Nano Banana Pro
blog.google768 points by meetpateltech 9 hours ago
768 points by meetpateltech 9 hours ago
Google has been stomping around like Godzilla this week, and this is the first time I decided to link my card to their AI studio.
I had seen people saying that they gave up and went to another platform because it was "impossible to pay". I thought this was strange, but after trying to get a working API key for the past half hour, I see what they mean.
Everything is set up, I see a message that says "You're using Paid API key [NanoBanano] as part of [NanoBanano]. All requests sent in this session will be charged." Go to prompt, and I get a "permission denied" error.
There is no point in having impressive models if you make it a chore for me to -give you my money-
First off, apologies for the bad first impression, the team is pushing super hard to make sure it is easy to access these models.
- On permission issue, not sure I follow the flow that got you there, pls email me more details if you are able too and happy to debug: Lkilpatrick@google.com
- On overall friction for billing: we are working on a new billing experience built right into AI Studio that will make it super easy to add a CC and go build. This will also come along with things like hard billing caps and such. The expected ETA for global rollout is January!
Just a note that your HN bio says "Developer Relations @OpenAI"
Sure it will get updated to same as Linkedin - Helping developers build with AI at Google DeepMind.
Imagine many on here have out of date bio's and best part - it don't matter, but sure can make some funnies at times.
I was interested. I does look like he just needs to update that. His personal blog says google, and ex-openAI. But I do feel like I have my tin foil on every time I come to HN now.
The new releases this week baited me into business ultra subscription. Sadly it’s totally useless for gemini 3 cli and now also nano banana does not work. Just wow.
I bought a Pro subscription (or the lowest tier paid plan, whatever it's called), and the fact that I had to fill out a Google Form in order to request access to get Gemini 3 CLI is an absolute joke. I'm not even a developer, I'm a UX guy who just likes playing around with seeing how models deal with importing Figma screens and turn them into a working website. Their customer experience is shockingly awful, worse than OpenAI and Anthropic.
Oh man, there is so, so much pain here.
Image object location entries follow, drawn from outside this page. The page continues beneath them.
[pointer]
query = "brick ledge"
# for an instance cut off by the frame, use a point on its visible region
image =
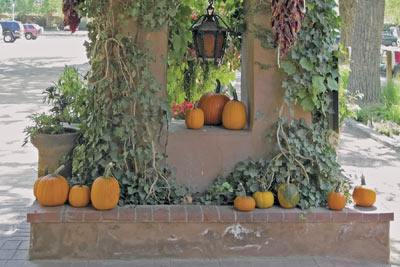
(197, 213)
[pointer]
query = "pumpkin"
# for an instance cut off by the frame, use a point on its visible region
(35, 185)
(244, 203)
(213, 105)
(364, 196)
(234, 115)
(105, 190)
(194, 118)
(52, 189)
(288, 196)
(79, 196)
(263, 200)
(336, 201)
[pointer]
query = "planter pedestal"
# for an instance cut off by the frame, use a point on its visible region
(52, 148)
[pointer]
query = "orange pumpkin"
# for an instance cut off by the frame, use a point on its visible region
(264, 200)
(234, 115)
(35, 185)
(213, 105)
(52, 189)
(79, 196)
(336, 201)
(363, 196)
(105, 190)
(244, 203)
(194, 118)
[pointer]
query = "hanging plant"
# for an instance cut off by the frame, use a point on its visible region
(287, 18)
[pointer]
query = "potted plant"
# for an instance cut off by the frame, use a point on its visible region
(51, 132)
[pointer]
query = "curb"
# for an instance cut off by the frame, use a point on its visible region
(368, 132)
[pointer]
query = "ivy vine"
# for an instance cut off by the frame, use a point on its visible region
(126, 123)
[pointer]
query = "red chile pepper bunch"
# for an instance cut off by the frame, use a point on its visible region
(287, 18)
(71, 17)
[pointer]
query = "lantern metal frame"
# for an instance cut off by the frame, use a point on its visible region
(213, 20)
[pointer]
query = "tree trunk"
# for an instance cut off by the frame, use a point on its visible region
(347, 11)
(365, 56)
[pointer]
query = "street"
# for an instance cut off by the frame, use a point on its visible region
(28, 67)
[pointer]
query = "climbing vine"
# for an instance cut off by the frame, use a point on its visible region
(126, 122)
(303, 154)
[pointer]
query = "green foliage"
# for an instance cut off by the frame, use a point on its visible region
(312, 67)
(188, 79)
(68, 96)
(42, 124)
(126, 120)
(67, 105)
(305, 158)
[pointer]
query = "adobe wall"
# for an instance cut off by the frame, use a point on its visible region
(200, 155)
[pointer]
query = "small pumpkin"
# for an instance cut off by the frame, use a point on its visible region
(264, 200)
(288, 195)
(194, 119)
(244, 203)
(105, 190)
(234, 115)
(79, 195)
(213, 104)
(337, 200)
(52, 189)
(364, 196)
(35, 185)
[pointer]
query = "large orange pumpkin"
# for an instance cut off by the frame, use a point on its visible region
(363, 196)
(105, 190)
(234, 115)
(194, 118)
(79, 196)
(213, 105)
(52, 189)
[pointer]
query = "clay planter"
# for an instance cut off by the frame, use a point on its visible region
(52, 148)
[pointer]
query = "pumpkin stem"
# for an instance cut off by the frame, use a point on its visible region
(107, 171)
(337, 189)
(244, 191)
(218, 88)
(363, 180)
(57, 172)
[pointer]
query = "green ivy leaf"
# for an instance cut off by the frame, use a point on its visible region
(318, 84)
(306, 64)
(288, 67)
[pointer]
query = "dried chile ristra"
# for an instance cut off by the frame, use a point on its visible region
(287, 18)
(71, 17)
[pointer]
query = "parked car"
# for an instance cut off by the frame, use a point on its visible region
(12, 30)
(31, 31)
(389, 39)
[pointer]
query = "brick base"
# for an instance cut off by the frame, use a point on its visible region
(207, 232)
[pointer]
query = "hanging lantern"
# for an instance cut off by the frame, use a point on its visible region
(209, 37)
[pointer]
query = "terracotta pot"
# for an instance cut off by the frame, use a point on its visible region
(52, 148)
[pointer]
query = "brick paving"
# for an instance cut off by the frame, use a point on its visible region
(20, 95)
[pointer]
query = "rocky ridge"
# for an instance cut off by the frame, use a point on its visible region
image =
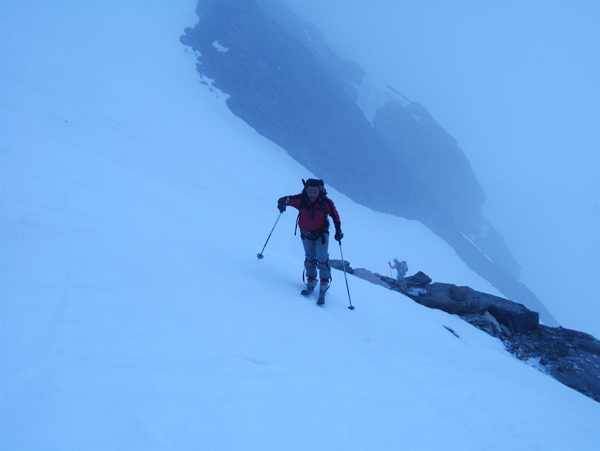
(569, 356)
(286, 82)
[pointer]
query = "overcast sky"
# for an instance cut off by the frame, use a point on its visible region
(517, 83)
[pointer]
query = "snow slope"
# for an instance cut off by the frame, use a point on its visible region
(135, 314)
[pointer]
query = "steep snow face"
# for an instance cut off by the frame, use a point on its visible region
(135, 314)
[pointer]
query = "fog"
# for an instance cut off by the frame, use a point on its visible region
(518, 85)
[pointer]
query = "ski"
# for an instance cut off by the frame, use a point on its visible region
(307, 291)
(321, 299)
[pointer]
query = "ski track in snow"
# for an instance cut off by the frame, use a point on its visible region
(135, 314)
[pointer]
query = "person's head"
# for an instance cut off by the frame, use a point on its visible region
(313, 188)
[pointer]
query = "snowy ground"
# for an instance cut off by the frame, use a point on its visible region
(135, 314)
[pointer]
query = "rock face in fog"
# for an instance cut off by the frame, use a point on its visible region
(569, 356)
(375, 146)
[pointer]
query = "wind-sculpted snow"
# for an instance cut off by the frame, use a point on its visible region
(135, 314)
(285, 82)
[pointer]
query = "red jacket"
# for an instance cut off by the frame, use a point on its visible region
(313, 217)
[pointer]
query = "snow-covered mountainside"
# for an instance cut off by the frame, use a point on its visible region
(393, 157)
(135, 314)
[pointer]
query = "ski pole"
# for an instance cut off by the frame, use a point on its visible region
(260, 255)
(351, 307)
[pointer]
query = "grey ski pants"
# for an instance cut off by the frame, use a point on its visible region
(316, 256)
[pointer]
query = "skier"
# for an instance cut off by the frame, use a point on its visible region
(314, 210)
(401, 269)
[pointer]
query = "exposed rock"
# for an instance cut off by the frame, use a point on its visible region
(283, 79)
(570, 357)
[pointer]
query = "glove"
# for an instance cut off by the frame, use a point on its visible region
(281, 203)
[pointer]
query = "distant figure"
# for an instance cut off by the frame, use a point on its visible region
(401, 269)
Random example - if GOOGLE_GENAI_USE_VERTEXAI=true in your environment, woe betide you if you're trying to use gemini cli with an API key. Error messages don't match up with actual problems, you'll be told to log in using the cli auth for google, then you'll be told your API keys have no access.. It's just a huge mess. I still don't really know if I'm using a vertex API key or a non-vertex one, and I don't want to touch anything since I somehow got things running..
Anyway vai com dios, I know that there's a fundamental level of complexity deploying at google, and deploying globally, but it's just really hard compared to some competitors. Sadly, because the gemini series is excellent!
Maybe the team should push hard before releasing the product instead of after to make it work.
But then we'd complain about Google being a slow moving dinosaur.
"Move fast and break things" cuts both ways !
(ex-Google tech lead, who took down the Google.com homepage... twice!)
Its not a new problem though, and its not just billing. The UI across Gemini just generally sucks (across AI Studio and the chat interfaces) and there's lots of annoying failure cases where Gemini will just timeout and stop working entirely midrequest.
Been like this for quite a while, well before Gemini 3.
So far I continue to put up with it because I find the model to be the best commercial option for my usage, but its amazing how bad modern Google is at just basic web app UX and infrastructure when they were the gold standard for such for like, arguably decades prior.
Imagining the counterfactual (“typical, the most polished part of this service is the payment screen!”), it seems hard to win here.
That’s a pretty uncharitable take. Given the scale of their recent launches and amount of compute to make them work, it seems incredibly smooth. Edge cases always arise, and all the company/teams can really do is be responsive - which is exactly why I see happening.
Why should the scale of their recent launches be a given? Who is requiring this release schedule?
the market
If it's a strategic decision, then its impacts should be weighed in full. Not just the positives.
We're talking about Google right? You think they need a level of charity for a launch? I've read it all at this point.
Please make sure that the new billing experience has support for billing limits and prepaid balance (to avoid unexpected charges)!
Lol. Since the GirlsGoneWild people pioneered the concept of automatically-recurring subscriptions, unexpected charges and difficult-to-cancel billing is the game. The best customer is always the one that pays but never uses the service ... and ideally has forgotten or lost access to the email address they used when signing up.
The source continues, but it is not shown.